Compromise on rates makes compromise on form possible. If the Pease and Affordable Care Act provisions are repealed, a rate of 26% is a good stopping point for pass-through, corporate, capital gains and capital income. A single rate also makes conversion from self-reporting to automatic collection through an asset value added tax levied at point of sale or distribution possible. This would be both just and fair, although absolute fairness is absolute unfairness, because there would be little room to argue about what is due and when.
Ending the machinery of self-reporting also puts an end to the Quixotic campaign to enact a wealth tax. Out of fairness, if the revenue committees do give its proponents and opportunity to testify, it must hear from me as well. It would only be fair.
Build Back Better Comments from March Testimony.
2020 Only:
Please see our attachment on collecting wealth taxes.
Resolving the issue of capital income collection with an asset VAT also allows a shift to a credit-invoice VAT for general revenue and an employer-paid subtraction for distribution of social benefits, such as the child tax credit, health insurance or care, retirement and education. The object of subtraction VAT systems is to, in general, collect no money while assuring a more just distribution of income to households than the current maze of subsidies and tax credits.
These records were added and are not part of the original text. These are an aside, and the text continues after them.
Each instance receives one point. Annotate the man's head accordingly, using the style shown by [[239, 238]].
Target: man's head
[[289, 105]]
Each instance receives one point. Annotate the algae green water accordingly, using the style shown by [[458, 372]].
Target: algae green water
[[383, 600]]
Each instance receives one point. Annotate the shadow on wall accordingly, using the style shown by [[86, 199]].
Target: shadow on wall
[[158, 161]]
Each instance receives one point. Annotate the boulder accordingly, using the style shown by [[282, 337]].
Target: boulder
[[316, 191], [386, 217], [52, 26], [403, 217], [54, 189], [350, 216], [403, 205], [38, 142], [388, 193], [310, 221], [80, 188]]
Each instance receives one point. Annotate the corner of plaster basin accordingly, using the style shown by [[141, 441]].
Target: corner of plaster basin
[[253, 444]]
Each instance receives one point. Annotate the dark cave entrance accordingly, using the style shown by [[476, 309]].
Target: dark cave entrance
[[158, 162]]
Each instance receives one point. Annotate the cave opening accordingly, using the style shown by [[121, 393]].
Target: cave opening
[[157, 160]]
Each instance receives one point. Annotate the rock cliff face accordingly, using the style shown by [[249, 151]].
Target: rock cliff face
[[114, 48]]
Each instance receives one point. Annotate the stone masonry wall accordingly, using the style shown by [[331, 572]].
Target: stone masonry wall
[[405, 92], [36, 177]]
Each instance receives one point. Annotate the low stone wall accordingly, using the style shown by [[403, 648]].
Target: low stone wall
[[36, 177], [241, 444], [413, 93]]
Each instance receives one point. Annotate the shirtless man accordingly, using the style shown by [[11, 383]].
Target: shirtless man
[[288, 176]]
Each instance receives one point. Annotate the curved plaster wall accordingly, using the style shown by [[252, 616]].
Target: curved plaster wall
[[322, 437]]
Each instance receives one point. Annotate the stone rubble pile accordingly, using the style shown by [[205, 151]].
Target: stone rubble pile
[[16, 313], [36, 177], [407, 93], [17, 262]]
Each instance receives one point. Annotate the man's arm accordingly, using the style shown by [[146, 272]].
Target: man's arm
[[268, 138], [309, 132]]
Higher tier SVAT payments for higher salaries could also be instituted so that only the highest income individuals would file individual returns. Pergovian rates could also be instituted so that higher wage levels are simply not paid outside of the professional sports and entertainment industries.
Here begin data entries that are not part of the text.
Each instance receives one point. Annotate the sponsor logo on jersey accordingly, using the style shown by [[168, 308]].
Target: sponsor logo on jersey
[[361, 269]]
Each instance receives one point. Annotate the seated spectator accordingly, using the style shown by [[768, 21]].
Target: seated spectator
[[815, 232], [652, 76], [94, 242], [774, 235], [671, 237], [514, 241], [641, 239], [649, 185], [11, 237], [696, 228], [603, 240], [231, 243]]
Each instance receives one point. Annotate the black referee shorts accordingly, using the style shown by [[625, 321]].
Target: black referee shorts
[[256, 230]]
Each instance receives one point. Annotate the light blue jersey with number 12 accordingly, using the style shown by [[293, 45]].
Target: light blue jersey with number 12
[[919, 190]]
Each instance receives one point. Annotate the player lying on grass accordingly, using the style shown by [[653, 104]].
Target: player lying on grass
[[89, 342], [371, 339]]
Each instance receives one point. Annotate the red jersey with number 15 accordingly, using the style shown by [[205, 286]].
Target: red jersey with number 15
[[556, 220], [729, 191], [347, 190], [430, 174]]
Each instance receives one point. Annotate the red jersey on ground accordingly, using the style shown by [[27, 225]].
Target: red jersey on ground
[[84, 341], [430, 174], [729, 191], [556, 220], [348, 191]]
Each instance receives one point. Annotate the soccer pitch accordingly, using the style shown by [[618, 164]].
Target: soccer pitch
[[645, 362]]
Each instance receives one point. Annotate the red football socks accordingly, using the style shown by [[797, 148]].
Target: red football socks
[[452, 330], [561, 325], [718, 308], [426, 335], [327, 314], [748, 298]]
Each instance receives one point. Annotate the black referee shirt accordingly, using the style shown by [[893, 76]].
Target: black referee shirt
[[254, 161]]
The highest salary levels could still be subject to direct filing, provided that a pre-payment option is established. Such an option would essentially be a bond with no return and no repayment at maturation. Annual adjustments would be baked in for changes in expected income. This would be only fair.
As always, more detail on our tax reform plan is provided in an attachment. Some response from committee staff and a possible remote conversation would also be fair.
This raises the final question of generational fairness. Much is made about our ever-increasing national debt. Even though the biggest contributor to the crisis is the rolling over of interest payments into new principle, entitlement spending gets all of the attention. This is most unfair.
An analysis of who pays and owes the debt and who receives benefits from the debt is included in a second attachment. A wider distribution of this information could end the debate on the debt. It would also result in higher book sales for the detailed analysis, which would also be fair, at least to me. This analysis also ends the debate on who is in what class, at least as far as income and tax payments are concerned.
These analyses rely on the recently released Federal Reserve Survey of Consumer Finance for 2019. Once the IRS data book containing tax year 2018 income is released, our study will be reissued, although not much should change regarding our final results. In the interim, our existing analysis is available and will be provided to the Committee upon request, free of charge, which is more than fair.
IRS Commissioner preface: While it is necessary to get the Commissioner testify, he is no expert on tax policy. The only response he can give is that Congress makes the rules on tax fairness. Published reports indicate that his entire purpose in serving is to obstruct justice regarding the President’s tax returns. The only interesting information he could give is to name names as to who ordered him to not comply with Chairman Neal’s request. In this case, he should be Mirandized before his testimony starts, as he would have to invoke his Fifth Amendment rights in not answering the question.